The forward-looking statements contained in this press release are based upon our historical performance, current plans, estimates, expectations and other factors we believe are appropriate under the circumstances. The inclusion of this forward-looking information should not be regarded as a representation by us that the future plans, estimates or expectations contemplated by us will be achieved since these forward-looking statements are subject to various risks and uncertainties and assumptions relating to our operations, financial results, financial condition, business prospects, growth strategy and liquidity. If one or more of these or other risks or uncertainties materialize, or if our underlying assumptions prove to be incorrect, our actual results may vary materially from those indicated in these statements. Some of the key uncertainties and factors that could affect our future performance and cause actual results to differ materially from those expressed or implied by forward-looking statements are: the actual closing of the financing transaction, and the satisfaction or non-satisfaction as applicable of one or more conditions to the closing of the second tranche of the financing transaction, our expectations regarding our revenues, expenses and operations and our ability to sustain profitability; our ability to recruit and retain qualified executive search consultants to staff our operations appropriately; our ability to successfully integrate new executive search consultants and acquired search firms into our operations; our ability to expand our customer base and relationships, especially given the off-limit arrangements we are required to enter into with certain of our clients; further declines in the global economy and our ability to execute successfully through business cycles; our anticipated cash needs; projected cost savings as a result of reorganization; our anticipated growth strategies and sources of new revenues; unanticipated trends and challenges in our business and the markets in which we operate; social or political instability in markets where we operate; the impact of foreign currency exchange rate fluctuations; price competition; the ability to forecast, on a quarterly basis, variable compensation accruals that ultimately are determined based on the achievement of annual results; and the mix of profit and loss by country in which we operate.
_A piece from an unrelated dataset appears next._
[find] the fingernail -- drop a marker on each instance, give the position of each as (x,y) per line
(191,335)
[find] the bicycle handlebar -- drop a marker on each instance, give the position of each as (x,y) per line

The above list should not be construed as exhaustive and should be read in conjunction with the other cautionary statements that are included in our annual report on Form 10-K filed on March 12, 2014. The forward looking statements included in this press release are made only as of the date hereof. We do not undertake any obligation to update or review any forward-looking statement, whether as a result of new information, future developments or otherwise. You should, however, review the factors and risks we describe in the reports we will file from time to time with the Securities and Exchange Commission.